4 of 4 people found the following review helpful
5.0 out of 5 stars
A Smoothly-Written Chronicle of Addiction, Nov 10 2005
By Debra Hamel - Published on Amazon.com
This review is from: The Hungry Years (Hardcover)
William Leith's The Hungry Years, written in smooth, stream-of-consciousness prose, is a chronicle of the author's addictions, principally to food but also to alcohol and drugs. Leith writes about bingeing and being fat (a word he injects into the narrative at every opportunity), about feeling fat even during his thin periods, about dieting--losing weight and gaining more back, losing and gaining. His history is punctuated by lapses into unthinking consumption, gluttony on a scale that may surprise his more abstemious readers. During the period covered in the book Leith is attempting to lose weight on yet another diet, this time the low-carbohydrate Atkins plan. While chronicling his progress and backsliding on Atkins Leith gives a fractured account of his life, which in turn illuminates his addictions: unhappy years in boarding school, a series of unhappy relationships. Throughout, Leith is searching for the underlying cause of his addictions: he is smart enough to recognize that whatever his current condition--fat or thin or drunk or not--however successfully he may be treating his symptoms, he is basically unhappy. However much he loses this time on Atkins, in other words, diet alone can't truly help him. In the course of writing this staggeringly personal, and sometimes amusing, account of himself, Leith wanders also into related topics. He writes about French fry production and celebrity diets (Robbie Coltrane, "Hagrid" in the Harry Potter films, will not appreciate his mentions here), about pain killers and plastic surgery. (Leith's graphic description of the last should dissuade any but the most intractably vain from undergoing elective procedures.) In the end Leith's various ruminations come together into a coherent whole. The book succeeds as a readable exploration of both the West's culture of consumption and its author's demons--wounded by book's end, if not yet slain. Reviewed by Debra Hamel, author of Trying Neaira: The True Story of a Courtesan's Scandalous Life in Ancient Greece
4 of 4 people found the following review helpful
4.0 out of 5 stars
Fast-paced Memoir about Compulsivity and Self Discovery, Nov 7 2005
By Joel McIntosh - Published on Amazon.com
This review is from: The Hungry Years (Hardcover)

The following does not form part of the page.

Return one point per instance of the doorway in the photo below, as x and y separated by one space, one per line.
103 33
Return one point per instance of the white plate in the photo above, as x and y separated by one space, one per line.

Leith's book is a powerful read for anyone who has grappled with compulsive behavior. His memoir reads like a stream-of-conscious odyssey of a bright guy struggling to master his relationship to external desires for food, alcohol, drugs, and women. In the end, he discovers that his goal of mastery may have been misguided, and that his compulsivity may be more about his need for emotional calm than external pleasure. Leith's book is funny, intelligent, and, in the end, optimistic. While the book tends to get bogged down when the author spends too much time explaining the ins and outs of the Atkins diet and the theory that supports it, it is a generally fast moving read that engages the reader.